Sampling Temperature as an Exploration-Exploitation Dial
Increasing decoding temperature enhances divergent creativity up to a critical threshold, beyond which validity and constraint fidelity collapse. Moderate temperature boosts diversity and uniqueness with minimal loss of success, making it a practical inference-time parameter for tailoring output profiles conditional on application goals.
Figure 7: Sampling temperature mediates the trade-off between constraint satisfaction and diversity, facilitating controllable exploration.
Practical and Theoretical Implications
The empirical dissection provides rigorous evidence supporting several practical recommendations:
- LLMs are best deployed for molecular generation tasks defined by global physicochemical or ADMET properties learned from large-scale data, not for target-specific activity optimization unless fine-grained data and in-context examples are available.
- Smaller LLMs may be more appropriate than larger LLMs for hypothesis generation and scaffold diversification in early-stage discovery.
- Combinatorial constraint specification, when properties are compatible, may fortify overall design efficacy rather than induce detrimental specialization.
- Temperature tuning should be standard practice in LLM-aided discovery to balance exploration and reliability; in-context learning should be used judiciously with awareness of its tendency to induce structural mode collapse.

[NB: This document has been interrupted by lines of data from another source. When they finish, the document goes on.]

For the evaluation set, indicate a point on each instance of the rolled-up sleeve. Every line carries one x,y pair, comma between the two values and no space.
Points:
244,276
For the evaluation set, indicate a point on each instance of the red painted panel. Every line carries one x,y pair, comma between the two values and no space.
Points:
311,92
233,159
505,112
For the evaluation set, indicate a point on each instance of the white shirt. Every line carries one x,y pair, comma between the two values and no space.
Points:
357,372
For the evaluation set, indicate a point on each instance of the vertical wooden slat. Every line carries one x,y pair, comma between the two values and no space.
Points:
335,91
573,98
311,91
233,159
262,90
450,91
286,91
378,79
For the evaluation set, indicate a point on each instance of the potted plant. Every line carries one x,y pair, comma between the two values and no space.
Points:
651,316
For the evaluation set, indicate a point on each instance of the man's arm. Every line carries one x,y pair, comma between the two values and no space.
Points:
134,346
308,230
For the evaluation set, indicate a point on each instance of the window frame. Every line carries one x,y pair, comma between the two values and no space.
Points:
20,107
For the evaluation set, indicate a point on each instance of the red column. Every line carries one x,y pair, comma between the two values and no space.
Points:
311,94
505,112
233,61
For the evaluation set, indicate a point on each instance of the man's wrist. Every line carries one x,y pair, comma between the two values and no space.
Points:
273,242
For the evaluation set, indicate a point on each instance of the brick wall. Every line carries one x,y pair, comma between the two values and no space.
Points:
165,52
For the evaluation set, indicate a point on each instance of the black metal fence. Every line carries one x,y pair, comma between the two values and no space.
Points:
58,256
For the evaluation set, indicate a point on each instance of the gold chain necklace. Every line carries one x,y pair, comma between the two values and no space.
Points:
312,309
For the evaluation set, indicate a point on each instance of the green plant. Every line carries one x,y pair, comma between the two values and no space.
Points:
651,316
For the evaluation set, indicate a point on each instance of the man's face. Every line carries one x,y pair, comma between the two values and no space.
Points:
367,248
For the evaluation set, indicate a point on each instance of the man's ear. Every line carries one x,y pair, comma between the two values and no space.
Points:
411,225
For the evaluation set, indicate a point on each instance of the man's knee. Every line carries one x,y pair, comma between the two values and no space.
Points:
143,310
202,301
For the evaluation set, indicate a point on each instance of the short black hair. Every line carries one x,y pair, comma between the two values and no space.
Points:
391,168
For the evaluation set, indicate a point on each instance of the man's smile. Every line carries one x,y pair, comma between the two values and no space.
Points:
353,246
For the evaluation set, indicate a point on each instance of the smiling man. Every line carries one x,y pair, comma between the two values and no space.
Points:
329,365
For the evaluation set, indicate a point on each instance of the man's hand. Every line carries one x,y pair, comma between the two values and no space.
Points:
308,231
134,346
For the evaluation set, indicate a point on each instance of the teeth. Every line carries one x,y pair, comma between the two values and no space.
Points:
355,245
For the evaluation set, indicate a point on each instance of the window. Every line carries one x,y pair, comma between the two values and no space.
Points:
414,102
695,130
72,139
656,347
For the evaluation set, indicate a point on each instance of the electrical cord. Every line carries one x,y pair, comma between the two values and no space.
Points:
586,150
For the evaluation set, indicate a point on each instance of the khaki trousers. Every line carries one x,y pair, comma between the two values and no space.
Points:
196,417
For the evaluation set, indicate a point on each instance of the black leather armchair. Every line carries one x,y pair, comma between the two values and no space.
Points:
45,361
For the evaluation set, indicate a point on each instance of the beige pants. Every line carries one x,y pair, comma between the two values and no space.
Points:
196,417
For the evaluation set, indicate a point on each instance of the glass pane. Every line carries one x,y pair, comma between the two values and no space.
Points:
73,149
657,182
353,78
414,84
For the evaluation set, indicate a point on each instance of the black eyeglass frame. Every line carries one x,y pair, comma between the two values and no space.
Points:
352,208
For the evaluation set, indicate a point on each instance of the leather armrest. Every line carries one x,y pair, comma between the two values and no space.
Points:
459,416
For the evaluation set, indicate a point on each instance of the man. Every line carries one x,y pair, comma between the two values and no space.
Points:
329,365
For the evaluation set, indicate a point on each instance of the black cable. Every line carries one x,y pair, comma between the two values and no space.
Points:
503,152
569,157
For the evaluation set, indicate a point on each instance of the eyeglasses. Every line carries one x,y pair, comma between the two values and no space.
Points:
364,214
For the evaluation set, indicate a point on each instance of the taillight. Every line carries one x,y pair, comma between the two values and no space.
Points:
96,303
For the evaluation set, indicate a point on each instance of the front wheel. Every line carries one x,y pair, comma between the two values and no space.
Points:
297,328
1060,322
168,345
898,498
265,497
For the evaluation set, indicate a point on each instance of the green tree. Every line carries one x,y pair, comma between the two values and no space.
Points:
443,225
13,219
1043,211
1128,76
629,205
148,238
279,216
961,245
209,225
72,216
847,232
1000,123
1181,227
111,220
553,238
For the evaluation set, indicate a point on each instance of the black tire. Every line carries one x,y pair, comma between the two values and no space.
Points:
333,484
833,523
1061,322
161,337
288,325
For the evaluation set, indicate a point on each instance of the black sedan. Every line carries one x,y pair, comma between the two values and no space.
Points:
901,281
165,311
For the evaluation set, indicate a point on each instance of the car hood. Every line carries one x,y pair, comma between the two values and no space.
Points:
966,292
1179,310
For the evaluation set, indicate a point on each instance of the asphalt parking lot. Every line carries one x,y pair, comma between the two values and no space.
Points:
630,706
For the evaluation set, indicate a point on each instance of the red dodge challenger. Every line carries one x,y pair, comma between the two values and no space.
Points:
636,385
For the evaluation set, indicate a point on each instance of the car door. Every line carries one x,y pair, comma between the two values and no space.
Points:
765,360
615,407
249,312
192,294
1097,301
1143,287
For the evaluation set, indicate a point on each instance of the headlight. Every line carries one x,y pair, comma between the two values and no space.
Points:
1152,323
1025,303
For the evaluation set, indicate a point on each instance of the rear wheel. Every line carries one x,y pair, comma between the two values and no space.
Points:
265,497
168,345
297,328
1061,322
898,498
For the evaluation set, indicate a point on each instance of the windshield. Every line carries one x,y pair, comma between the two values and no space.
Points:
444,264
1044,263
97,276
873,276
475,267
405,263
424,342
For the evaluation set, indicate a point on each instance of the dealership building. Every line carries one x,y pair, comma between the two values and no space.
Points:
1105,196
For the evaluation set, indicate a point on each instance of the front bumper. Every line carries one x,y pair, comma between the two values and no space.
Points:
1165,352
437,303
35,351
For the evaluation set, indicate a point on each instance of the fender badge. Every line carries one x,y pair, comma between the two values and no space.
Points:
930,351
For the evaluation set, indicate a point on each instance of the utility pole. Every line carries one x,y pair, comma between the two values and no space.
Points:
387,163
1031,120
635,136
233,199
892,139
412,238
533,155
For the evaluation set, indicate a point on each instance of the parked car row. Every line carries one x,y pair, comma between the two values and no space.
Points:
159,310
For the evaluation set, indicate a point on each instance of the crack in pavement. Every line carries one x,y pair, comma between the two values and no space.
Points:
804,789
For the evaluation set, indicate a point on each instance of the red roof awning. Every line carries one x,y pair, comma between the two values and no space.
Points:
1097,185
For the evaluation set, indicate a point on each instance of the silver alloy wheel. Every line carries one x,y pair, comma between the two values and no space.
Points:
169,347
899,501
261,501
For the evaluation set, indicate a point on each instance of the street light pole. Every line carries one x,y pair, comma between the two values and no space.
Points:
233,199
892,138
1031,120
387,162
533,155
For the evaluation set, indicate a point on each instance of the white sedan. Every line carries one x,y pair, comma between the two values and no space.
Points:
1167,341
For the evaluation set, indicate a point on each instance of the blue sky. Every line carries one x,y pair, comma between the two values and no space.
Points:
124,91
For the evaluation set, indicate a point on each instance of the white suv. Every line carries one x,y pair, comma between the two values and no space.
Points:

For future research, these findings anticipate the need for improved pretraining strategies incorporating richer structure–activity data, novel training curricula that balance creativity dimensions, and hybrid generator–predictor pipelines that synergistically optimize both constraint satisfaction and chemical exploration.
Conclusion
This work provides the first systematic, quantitative framework for assessing and comparing the creative behavior of LLMs in molecular generation. By rigorously separating and measuring convergent and divergent creativity, it is possible to both elucidate the practical limits of current LLMs and derive actionable guidelines for their optimization in molecular discovery pipelines. The geometric mean–based aggregation scheme enforces a mathematically grounded, application-relevant notion of creativity that penalizes unbalanced or degenerate solutions. As LLMs become increasingly central in generative chemistry, frameworks such as this will be crucial for unbiased performance analysis and principled method development.